= Penhow Woodlands National Nature Reserve =

Nature reserve in Newport, Wales

Penhow Woodlands National Nature Reserve is a national nature reserve and Site of Special Scientific Interest located in south east Wales near the village of Penhow, to the east of Newport. The reserve covers an area of 24 ha.

Penhow Woodlands National Nature Reserve covers three areas of ancient semi-natural woodland. Only one of them, at Coed Wen, is open to the public. The woods are dominated by ash, small-leaved lime, wych elm and gean, with an understorey of hazel. The site is coppiced In order to keep a reasonably open canopy allowing plenty of light onto the woodland floor, to benefit plants which grow beneath the trees. The woods grow on the tops and slopes of the limestone hills in the vicinity of Newport. This type of habitat is increasingly rare in the UK, as are the plants which grow within it.

==Wildlife==
Penhow Woodlands is one of the best sites in Wales for spring flowers such as bluebells, as well as primroses, wood anemone and lesser celandine.
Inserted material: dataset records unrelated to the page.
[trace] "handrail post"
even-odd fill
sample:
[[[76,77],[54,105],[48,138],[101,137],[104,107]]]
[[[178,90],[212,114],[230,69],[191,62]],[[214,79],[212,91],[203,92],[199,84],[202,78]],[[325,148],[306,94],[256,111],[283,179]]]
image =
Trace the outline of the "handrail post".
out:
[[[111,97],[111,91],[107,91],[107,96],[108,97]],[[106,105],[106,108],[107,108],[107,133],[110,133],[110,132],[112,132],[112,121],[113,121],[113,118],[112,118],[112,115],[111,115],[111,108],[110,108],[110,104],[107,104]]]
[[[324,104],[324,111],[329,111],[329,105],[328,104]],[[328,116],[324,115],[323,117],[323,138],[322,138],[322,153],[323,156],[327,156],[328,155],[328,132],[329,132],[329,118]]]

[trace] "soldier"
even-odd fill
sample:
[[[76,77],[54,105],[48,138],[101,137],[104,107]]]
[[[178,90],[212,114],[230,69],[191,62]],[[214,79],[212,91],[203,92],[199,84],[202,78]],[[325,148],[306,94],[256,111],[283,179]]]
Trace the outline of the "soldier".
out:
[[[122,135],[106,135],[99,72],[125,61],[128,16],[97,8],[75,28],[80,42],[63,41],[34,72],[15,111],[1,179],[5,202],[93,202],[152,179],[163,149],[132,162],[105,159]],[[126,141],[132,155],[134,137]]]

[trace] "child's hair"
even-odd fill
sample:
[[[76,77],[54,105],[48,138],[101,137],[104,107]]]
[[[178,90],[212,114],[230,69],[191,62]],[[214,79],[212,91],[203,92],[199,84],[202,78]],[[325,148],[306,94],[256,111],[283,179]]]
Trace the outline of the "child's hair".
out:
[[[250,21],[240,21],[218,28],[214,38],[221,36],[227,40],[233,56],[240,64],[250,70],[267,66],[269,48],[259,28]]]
The spring is also the best time to see the native wild daffodils in these woods, and these small, pale daffodils can ben in bloom from February to April.Herb paris, an indicator to the age and semi-natural nature of the woodlands, grows here and is today very localised and becoming rarer in the UK. Other rare and localised plants include green hellebore, a specialist of wood on limestone soils, and birds-nest orchid which grows in leaf litter and usually blooms around June. The upright spurge (Euphorbia stricta) grows only in south-east Wales and Gloucestershire in the UK and this reserve contains the largest population in Gwent. The birds recorded here include various species of warbler, common redstart, European pied flycatcher and tree pipit, which breed in the nature reserve.